Measuring This Season Of COVID Losses

“525, 600 minutes” is part of a modern liturgy, the refrain from “Seasons of Love,” which forms the heart of the musical Rent and counts out the time that measures a year.  And 525,00 is in fact the round number closest to the number of deaths attributed to Covid 19 one year after the beginning of the nation-wide lockdown.

Numbers only tell a story when we let them.  It is easy to let them overwhelm our sense of scale.  There is abominable truth in the idea that one death is treated as a tragedy, while hundreds of thousand can be experienced as a statistic.  Throughout this past year, often before the recitation of the Mourner’s Kaddish concluding our services, I have tried to take a moment to remind myself and our congregation not to let the numbers numb us. Even as we check charts to see how things progress – cases, positivity rates, and unavoidably deaths – we must, again and again, remember that every life is an entire universe to someone.

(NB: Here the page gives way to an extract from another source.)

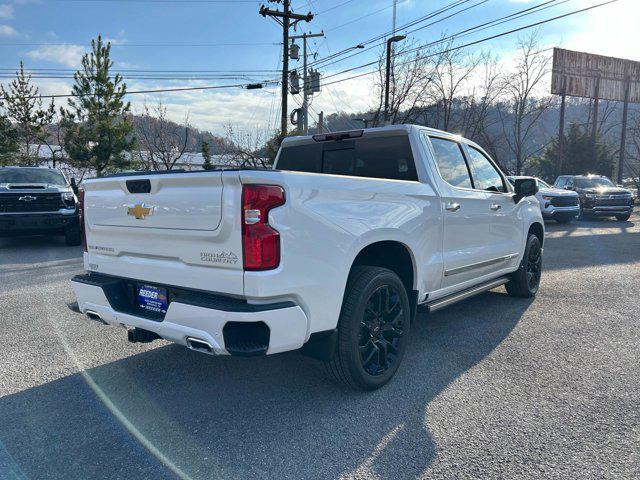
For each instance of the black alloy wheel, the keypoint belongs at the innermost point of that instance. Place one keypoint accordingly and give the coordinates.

The power of the lyrics of Seasons of Love, written against the backdrop of the visceral terror of the AIDS crisis, is that the calculation of minutes is not sufficient to measure the year. Instead, it is in moments like “sunsets, midnights, and cups of coffee”, not time, but relationships. In emotions and opportunities and, inevitably, in loss.

For some during this time, such a universe has already been lost. There are no reminders needed, only space to remember. For some, we know others who have experienced this sorrow, or have had the isolation imposed by Covid add a devastating layer of loss to their grief. For all of us, we know that this year will always be the year measured in what cannot be measured.

The very beginning of the Mishnah, a core text of Rabbinic teaching that often serves as a source for teachings at a house of shiva, intimates this point.  The Mishnah asks a technical question as to when a person should recite the statement of faith known as the Shema.

The answer given seems odd: when the priests partake of their ritually pure offerings. A later conversation then has to clarify when that is. The answer is: when it is dark enough for stars to come out. This leaves us with the question: Why not just say that in the first place?

The way in which the text chooses to prioritize a human moment like eating over an astronomical phenomenon teaches what we learn in our contemporary liturgy about the way to measure a year.  Day in, day out can be measured on the clock and calendar. In another way, during the strange time of isolation and lockdown, we may lose a sense of time altogether. Ultimately though, all seasons can be measured. The meaning of one life for another can only be found in what has no measure.

Let this number, impossible and familiar at the same time, be the last milestone of its kind.  May our moments and seasons only be measured in life and in love.